Britain cannot ‘photoshop’ its cultural landscape: Johnson

15 June, 2020
Britain cannot ‘photoshop’ its cultural landscape: Johnson
Primary minister Boris Johnson said Britain cannot “photoshop” its cultural landscape and sophisticated history as doing this will be a distortion of its previous, amid an ongoing row over the removal of statues of historical numbers.

"If we begin purging the record and removing the images of all but those whose attitudes comply with our own, we are engaged in a great lie, a good distortion of our history," Johnson wrote found in The Telegraph.

Johnson likewise defended Winston Churchill and said it had been “absurd and deplorable” that the ex - prime minister’s monument must have been in any danger.

“He was a hero, and I expect We am not by yourself in saying that I'll resist with every breath in my body any attempt to take out that statue from Parliament Square, and the sooner his protective shielding comes off the better,” he said.

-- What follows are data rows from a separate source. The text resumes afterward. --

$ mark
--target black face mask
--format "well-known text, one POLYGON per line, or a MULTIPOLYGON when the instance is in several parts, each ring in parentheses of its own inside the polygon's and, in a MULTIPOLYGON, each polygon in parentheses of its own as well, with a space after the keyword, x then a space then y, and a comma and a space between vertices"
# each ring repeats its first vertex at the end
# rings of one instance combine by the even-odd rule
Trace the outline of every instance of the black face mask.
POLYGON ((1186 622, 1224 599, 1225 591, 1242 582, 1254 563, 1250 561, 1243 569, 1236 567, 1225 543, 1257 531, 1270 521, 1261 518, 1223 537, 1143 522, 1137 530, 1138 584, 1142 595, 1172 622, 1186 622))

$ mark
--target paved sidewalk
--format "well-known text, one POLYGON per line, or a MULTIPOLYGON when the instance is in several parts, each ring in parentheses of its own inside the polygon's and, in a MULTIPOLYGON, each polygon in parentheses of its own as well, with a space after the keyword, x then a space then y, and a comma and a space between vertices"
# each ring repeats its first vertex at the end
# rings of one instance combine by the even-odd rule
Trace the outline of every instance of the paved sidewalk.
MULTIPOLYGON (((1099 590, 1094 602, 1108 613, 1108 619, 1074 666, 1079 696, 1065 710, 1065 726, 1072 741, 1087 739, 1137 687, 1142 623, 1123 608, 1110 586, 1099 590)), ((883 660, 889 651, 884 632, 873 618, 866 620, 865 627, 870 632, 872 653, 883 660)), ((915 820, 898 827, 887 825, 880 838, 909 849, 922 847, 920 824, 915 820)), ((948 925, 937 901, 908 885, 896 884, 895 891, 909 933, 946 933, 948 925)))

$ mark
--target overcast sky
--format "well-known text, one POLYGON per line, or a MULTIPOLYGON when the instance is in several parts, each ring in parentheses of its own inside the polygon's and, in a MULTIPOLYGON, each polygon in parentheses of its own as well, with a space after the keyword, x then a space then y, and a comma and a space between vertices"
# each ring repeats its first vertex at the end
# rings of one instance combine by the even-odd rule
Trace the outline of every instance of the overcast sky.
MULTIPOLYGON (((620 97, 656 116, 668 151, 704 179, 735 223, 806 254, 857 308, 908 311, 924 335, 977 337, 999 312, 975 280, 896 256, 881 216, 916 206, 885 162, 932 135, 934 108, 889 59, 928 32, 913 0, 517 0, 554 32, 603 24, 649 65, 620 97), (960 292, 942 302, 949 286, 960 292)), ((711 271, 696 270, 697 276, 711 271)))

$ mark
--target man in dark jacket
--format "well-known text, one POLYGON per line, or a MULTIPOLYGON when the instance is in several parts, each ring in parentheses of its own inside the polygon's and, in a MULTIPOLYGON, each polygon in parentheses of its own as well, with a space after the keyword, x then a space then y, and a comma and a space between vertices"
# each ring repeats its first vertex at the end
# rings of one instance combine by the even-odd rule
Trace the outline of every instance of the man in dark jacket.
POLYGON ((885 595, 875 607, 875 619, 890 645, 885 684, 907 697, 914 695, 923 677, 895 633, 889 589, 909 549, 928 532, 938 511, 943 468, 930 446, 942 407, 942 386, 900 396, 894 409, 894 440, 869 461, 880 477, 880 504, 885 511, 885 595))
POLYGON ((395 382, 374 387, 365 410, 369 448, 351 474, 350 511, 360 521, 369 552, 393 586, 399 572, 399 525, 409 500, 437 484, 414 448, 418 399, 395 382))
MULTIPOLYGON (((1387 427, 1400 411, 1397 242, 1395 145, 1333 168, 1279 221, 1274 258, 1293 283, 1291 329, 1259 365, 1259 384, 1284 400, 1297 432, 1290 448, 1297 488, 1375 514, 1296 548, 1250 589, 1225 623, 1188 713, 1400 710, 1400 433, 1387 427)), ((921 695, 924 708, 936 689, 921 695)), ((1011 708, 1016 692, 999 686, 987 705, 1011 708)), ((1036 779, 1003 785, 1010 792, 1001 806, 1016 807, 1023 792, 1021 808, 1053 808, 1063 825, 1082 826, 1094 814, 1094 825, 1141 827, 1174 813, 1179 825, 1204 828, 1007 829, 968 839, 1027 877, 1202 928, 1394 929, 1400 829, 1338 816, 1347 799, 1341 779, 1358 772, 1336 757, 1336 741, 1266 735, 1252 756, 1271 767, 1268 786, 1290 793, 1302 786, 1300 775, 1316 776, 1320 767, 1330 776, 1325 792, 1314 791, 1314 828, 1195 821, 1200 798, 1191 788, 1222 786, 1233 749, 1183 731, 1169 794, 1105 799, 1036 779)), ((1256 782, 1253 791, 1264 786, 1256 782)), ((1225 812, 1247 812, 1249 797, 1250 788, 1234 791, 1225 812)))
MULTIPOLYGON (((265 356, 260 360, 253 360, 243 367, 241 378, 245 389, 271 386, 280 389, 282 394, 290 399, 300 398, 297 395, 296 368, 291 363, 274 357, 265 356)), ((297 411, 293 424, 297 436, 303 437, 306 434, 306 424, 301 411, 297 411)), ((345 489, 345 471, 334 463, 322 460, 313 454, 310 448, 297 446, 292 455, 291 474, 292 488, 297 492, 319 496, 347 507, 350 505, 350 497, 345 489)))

Many monuments of traditional figures have already been boarded up as anti-racism protesters taking to the streets following death of African-American George Floyd, have put statues at the forefront of their challenge to Britain’s imperialist past.

Previously this month, a statue of Edward Colston, who made a fortune in the 17th century from the slave trade, was torn down in the port metropolis of Bristol and thrown into harbour.

Johnson can be an admirer and biographer of Churchill, plus some of those near him say he really wants to emulate him.

But Churchill expressed racist and anti-Semitic opinions and critics blame him for denying meals to India through the 1943 famine which killed more than several million people - areas of his legacy which some claim aren't scrutinised enough.